Table of Contents

Getting started #

Thanos provides a global query view, data backup, and historical data access as its core features in a single binary. All three features can be run independently of each other. This allows you to have a subset of Thanos features ready for immediate benefit or testing, while also making it flexible for gradual roll outs in more complex environments.

In this quick-start guide, we will configure Thanos and all components mentioned to work against a Google Cloud Storage bucket. At the moment, Thanos is able to use different storage providers, with the ability to add more providers as necessary.

Thanos will work in cloud native environments as well as more traditional ones. Some users run Thanos in Kubernetes while others on bare metal. More deployments examples and stories will be described soon.

Architecture Overview #

architecture overview

Requirements #

  • One or more Prometheus v2.2.1+ installations
  • golang 1.10+
  • An object storage bucket (optional)

Get Thanos! #

You can find the latest Thanos release here.

If you want to build Thanos from source, make sure you have installed bzr and git. bzr is required, because go modules will use whatever VCS dependency use and in our case a single deps is using bzr.

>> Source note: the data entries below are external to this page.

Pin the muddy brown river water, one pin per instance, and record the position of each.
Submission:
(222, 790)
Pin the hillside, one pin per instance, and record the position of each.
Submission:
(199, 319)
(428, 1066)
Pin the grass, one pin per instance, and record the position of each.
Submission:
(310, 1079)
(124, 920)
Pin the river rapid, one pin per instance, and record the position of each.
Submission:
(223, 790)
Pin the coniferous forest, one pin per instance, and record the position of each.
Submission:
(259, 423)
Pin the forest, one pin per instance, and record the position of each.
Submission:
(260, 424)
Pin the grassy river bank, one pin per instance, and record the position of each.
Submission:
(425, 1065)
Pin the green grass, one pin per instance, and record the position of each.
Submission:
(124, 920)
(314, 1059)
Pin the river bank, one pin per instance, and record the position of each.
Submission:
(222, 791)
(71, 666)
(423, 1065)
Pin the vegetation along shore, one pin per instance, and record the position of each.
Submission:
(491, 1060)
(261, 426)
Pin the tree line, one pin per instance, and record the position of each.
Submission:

And that you have a working installation of the Go toolchain (GOPATH, PATH=${GOPATH}/bin:${PATH}), Thanos can be downloaded and built by running:

go get -d github.com/improbable-eng/thanos/...
cd ${GOPATH}/src/github.com/improbable-eng/thanos
make

The thanos binary should now be in your $PATH and is the only thing required to deploy any of its components.

You may meet below error:

go: verifying github.com/grpc-ecosystem/go-grpc-middleware@v1.0.0: checksum mismatch
    downloaded: h1:BWIsLfhgKhV5g/oF34aRjniBHLTZe5DNekSjbAjIS6c=
    go.sum:     h1:Iju5GlWwrvL6UBg4zJJt3btmonfrMlCDdsejg4CZE7c=
Makefile:183: recipe for target 'go-mod-tidy' failed

If your golang version is 1.11.4, you can run following cmd then make would pass:

go clean -modcache

If your golang version is below 1.11.4, highly recommend you upgrade to 1.11.4 or above.

Prometheus #

Thanos bases itself on vanilla Prometheus (v2.2.1+).

Here’s the Prometheus’ versions Thanos is tested against:

Makefile

Components #

Following the KISS and Unix philosophies, Thanos is made of a set of components with each filling a specific role.

  • Sidecar: connects to Prometheus and reads its data for query and/or upload it to cloud storage
  • Store Gateway: exposes the content of a cloud storage bucket
  • Compactor: compact and downsample data stored in remote storage
  • Receiver: receives data from Prometheus’ remote-write WAL, exposes it and/or upload it to cloud storage
  • Ruler: evaluates recording and alerting rules against data in Thanos for exposition and/or upload
  • Query Gateway: implements Prometheus’ v1 API to aggregate data from the underlying components

Sidecar #

Thanos integrates with existing Prometheus servers through a Sidecar process, which runs on the same machine or in the same pod as the Prometheus server.

The purpose of the Sidecar is to backup Prometheus data into an Object Storage bucket, and giving other Thanos components access to the Prometheus instance the Sidecar is attached to via a gRPC API.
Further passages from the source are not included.